Seventy years after American, British, and Canadian troops stormed onto the beaches of Normandy, a new generation of scientists are digitally recreating the machines that got them there.
Dassault Systèmes, a French manufacturer of simulation software with US headquarters in Waltham, teamed up with the Boston public television station WGBH on “D-day’s Sunken Secrets,” an episode of the science documentary series “Nova.”
Among the show’s highlights: three-dimensional simulations of the landing craft that brought troops ashore, the gliders that dropped American commandos deep inside Nazi-occupied France, and a pair of vast portable harbors used to unload thousands of tons of supplies onto the beaches.

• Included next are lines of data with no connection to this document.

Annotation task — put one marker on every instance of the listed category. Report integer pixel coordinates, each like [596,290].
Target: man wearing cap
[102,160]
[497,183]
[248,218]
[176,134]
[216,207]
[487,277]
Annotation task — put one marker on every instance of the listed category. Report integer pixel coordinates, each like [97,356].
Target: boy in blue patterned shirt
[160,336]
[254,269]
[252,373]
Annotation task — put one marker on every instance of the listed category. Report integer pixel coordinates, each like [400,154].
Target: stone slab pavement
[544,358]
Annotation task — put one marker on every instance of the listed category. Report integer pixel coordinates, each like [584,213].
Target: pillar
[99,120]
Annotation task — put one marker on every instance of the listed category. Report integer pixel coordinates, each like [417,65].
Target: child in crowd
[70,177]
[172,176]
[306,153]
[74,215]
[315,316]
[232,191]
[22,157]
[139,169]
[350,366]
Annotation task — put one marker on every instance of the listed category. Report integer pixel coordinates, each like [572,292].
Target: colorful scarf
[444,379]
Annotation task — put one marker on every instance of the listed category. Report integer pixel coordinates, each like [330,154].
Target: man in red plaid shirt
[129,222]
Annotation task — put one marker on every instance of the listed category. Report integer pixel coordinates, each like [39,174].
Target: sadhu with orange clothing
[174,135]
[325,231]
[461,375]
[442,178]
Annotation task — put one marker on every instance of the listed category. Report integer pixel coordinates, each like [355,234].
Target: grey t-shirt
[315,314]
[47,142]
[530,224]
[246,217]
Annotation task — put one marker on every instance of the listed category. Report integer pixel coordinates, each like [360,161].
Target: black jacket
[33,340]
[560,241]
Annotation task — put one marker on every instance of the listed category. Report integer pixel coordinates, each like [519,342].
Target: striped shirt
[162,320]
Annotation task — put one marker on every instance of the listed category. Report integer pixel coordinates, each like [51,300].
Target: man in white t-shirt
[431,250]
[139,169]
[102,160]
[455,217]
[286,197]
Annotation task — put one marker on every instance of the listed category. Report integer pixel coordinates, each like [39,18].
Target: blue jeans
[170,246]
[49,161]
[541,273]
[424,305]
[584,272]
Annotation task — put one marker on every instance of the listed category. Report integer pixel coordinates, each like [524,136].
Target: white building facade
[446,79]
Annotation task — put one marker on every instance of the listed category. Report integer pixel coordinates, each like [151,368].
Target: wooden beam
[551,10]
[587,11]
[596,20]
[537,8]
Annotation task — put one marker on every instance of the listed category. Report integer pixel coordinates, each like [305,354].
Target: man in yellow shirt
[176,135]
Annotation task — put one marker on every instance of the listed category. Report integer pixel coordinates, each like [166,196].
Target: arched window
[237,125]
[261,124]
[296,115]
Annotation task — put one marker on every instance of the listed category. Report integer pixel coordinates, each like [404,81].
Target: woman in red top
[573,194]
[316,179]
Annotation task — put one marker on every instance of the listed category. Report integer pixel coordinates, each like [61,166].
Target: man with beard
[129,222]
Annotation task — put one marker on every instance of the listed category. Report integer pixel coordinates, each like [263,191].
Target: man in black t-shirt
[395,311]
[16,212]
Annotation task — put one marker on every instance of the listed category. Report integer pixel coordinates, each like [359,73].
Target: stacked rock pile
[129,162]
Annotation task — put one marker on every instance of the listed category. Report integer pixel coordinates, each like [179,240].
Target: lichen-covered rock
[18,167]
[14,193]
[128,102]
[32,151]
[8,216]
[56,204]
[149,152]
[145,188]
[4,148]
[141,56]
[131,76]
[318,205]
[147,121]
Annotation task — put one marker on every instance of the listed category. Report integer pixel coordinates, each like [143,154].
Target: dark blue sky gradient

“I thought it was astonishing. It really was like stepping back in time,” said marine engineer Tim Beckett, son of the designer of the so-called Mulberry Harbor, Allan Beckett, after surveying a Dassault simulation of his father’s handiwork.
Manufacturers use Dassault simulation software to design products on a computer, before assembling them in factories. Boeing Co. uses Dassault software to design its aircraft, for example, and Procter & Gamble Co. uses it for new versions of its Pampers disposable diapers.
Dassault’s Passion for Innovation Institute uses the company’s software to better understand the engineering triumphs of earlier eras. For example, the institute has worked with Boston’s Museum of Fine Arts to simulate the construction of the Great Pyramid of Giza in Egypt. It has also built a virtual-reality version of Paris, showing the construction over time of such famous landmarks as Notre Dame cathedral, the Bastille, and the Louvre.
Now Dassault has used old blueprints and photographs, as well as sonar scans of hundreds of sunken ships and other structures off the Normandy coast, to unveil the remarkable military technologies developed by Beckett’s father and other innovative thinkers.
“We wanted to give a tribute to those engineers,” said Mehdi Tayoubi, director of the Dassault Institute.
For the longtime narrator of “Nova,” Peter Thomas, the D-day episode is like no other.
“They called and asked me to do it, and it was a great honor for me,” said Thomas, a World War II veteran who went ashore at Normandy on the day after the opening assault.
For centuries, nations have used ships to land invading armies on their enemies’ shores, but the Normandy landing was by far the largest such attack ever mounted. On June 6, 1944, about 160,000 American, British, and Canadian soldiers went ashore at Normandy, transported and supported by a fleet of 5,000 ships and 13,000 aircraft.
Hundreds of the ships were “Higgins boats,” slow-moving plywood craft that delivered troops and vehicles to the beaches. The Higgins boats had distinctive flat bows that opened like ramps, so that those on board could get ashore in seconds. This gave them a better chance of surviving the intense machine gun and artillery fire from the German defenders. Supreme Allied Commander Dwight D. Eisenhower said the Higgins boats “won the war for us.”
The few Normandy landing craft that remain have undergone major alterations.
“You don’t have a 100 percent original Higgins boat,” Tayoubi said.
So his team digitally reconstructed them, using old blueprints, photographs, and the memories of people who sailed aboard them.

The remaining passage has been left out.